Sie bräuchten also zwei Repeater um Ihre Anlage Normgerecht zu fahren.
Wenn Sie unsicher sind, ob Ihre DP-Daten noch schritthaltend aktualisiert werden können Sie aus meiner Sicht zwei Dinge tun:

1) Höhere Baudrate (> 1,5 MBit/s) mit entsprechend mehr Repeatern um den Tokenumlauf zu beschläunigen (maximale Segmentlänge dann nur noch 100 m).
Dadurch können aber natürlich physikalische Probleme in einer 'kritischen' Anlage (Busabschluß, schlechte Schirmung, etc.) getriggert werden.

2) Vorausgesetzt, die Daten der Master-Master-Kommunikation sind nicht zu Zeitkritisch, würde ich empfehlen neben dem Profibus-DP zur Kommunikation mit der Peripherie noch ein MPI-Bus zwischen den CPUs aufzuspannen.
Dieser Bus läuft standardmäßig mit 187,5 kBit/s kann aber leider nur eine Länge von 50 Metern überbrücken, da er bei allen 300er CPUs nicht galvanisch getrennt aufgebaut ist!!!  
...In Ihrem Fall müssten Sie also folgende konfiguration fahren:
*CPU1*  ---50m---  Repeater  ---50m---  *CPU2*  Repeater  ---300m---  Repeater  *CPU3*

Ich hoffe die Ausführungen sind verständlich und hilfreich.


Gruß,
Konrad


----------



## Ingo dV (19 Dezember 2005)

Hallo Rainer, hallo Smoe,
vielen Dank für eure Antworten.

@smoe:
Ich denke auch, dass ich die Kommunikation der CPU's nicht über den Profibus realisiere, da ich auch zeitkritische Sensorik über den PB fahre.
Was meinst du mit GF?

Die Datenmenge der Kopplung ist nicht sehr gross und somit würde eine MPI Kommunikation über Globaldaten ausreichen. Mein Problem hier ist allerdings, dass ich jeweils pro CPU ein Visualisierungssystem auf dem MPI Bus (Standard 187,5) betreibe (Kostengründe). 

Frage 1: Da ich die selbe Busphysik habe, kann ich also bei einer Baudrate von 187,5 eine Leitungslänge von bis zu 1000m einsetzen?
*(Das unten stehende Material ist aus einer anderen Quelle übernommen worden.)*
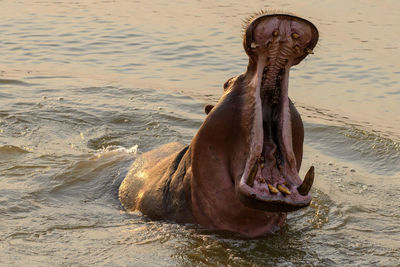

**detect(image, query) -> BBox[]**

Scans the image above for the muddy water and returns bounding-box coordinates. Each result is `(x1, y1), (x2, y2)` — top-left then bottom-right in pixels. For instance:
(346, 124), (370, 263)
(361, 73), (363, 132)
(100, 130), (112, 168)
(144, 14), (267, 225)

(0, 0), (400, 266)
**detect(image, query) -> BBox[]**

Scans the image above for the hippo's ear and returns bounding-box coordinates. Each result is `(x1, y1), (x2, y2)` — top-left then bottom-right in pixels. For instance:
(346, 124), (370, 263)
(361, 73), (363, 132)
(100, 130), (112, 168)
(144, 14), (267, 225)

(204, 105), (214, 115)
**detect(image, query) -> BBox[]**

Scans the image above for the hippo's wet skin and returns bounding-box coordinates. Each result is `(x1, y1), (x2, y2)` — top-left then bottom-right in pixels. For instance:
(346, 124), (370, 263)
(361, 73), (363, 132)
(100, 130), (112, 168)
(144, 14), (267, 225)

(119, 14), (318, 237)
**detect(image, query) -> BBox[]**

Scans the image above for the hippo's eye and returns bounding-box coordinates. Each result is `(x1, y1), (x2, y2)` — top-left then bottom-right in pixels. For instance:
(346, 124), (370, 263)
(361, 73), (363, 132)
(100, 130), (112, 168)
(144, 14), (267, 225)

(224, 79), (231, 89)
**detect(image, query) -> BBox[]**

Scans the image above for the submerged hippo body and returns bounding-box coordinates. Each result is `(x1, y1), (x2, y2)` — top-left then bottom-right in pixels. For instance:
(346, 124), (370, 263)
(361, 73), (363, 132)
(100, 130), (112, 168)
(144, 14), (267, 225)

(119, 14), (318, 237)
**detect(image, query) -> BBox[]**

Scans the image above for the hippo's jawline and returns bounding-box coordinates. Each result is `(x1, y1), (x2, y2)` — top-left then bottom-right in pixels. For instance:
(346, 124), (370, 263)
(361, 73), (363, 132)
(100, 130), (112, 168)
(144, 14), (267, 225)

(236, 13), (314, 212)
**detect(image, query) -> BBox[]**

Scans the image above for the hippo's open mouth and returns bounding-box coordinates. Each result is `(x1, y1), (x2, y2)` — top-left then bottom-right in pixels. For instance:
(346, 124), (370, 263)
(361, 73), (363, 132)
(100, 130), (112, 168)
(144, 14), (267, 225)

Frage 2: Wird die Buslaufzeit zwischen Visualisierung und CPU langsamer  im Gegensatz dazu, wenn der Kreis 'stand alone' betrieben werden würde?

Frage 3:Habt Ihr evtl. kostengünstige Alternativvorschläge (ein Profinet/Ethernet CP für eine 400derter kostet schon einges)

Vielen Dank


----------



## Ingo dV (19 Dezember 2005)

@Konrad

Da haben sich unsere Beiträge überschnitten.

Damit hat's du schon die Frage der Leitungslänge beantwortet, vielen Dank


----------



## Rainer Hönle (19 Dezember 2005)

Ingo dV schrieb:
			
		

> Was meinst du mit GF?


Ich würde das als GlasFaser interpretieren.


----------



## Ingo dV (19 Dezember 2005)

Also LWL


----------



## smoe (19 Dezember 2005)

Sorry für die undeutliche Abkürzung. Rainer hat schon recht, Glasfaser oder eben LWL.
Ein Problem mit 3 CPU's und 3 OP's am selben MPI sehe ich nicht. OP's fordern nur die Daten über den Bus an, die gerade gebraucht werden.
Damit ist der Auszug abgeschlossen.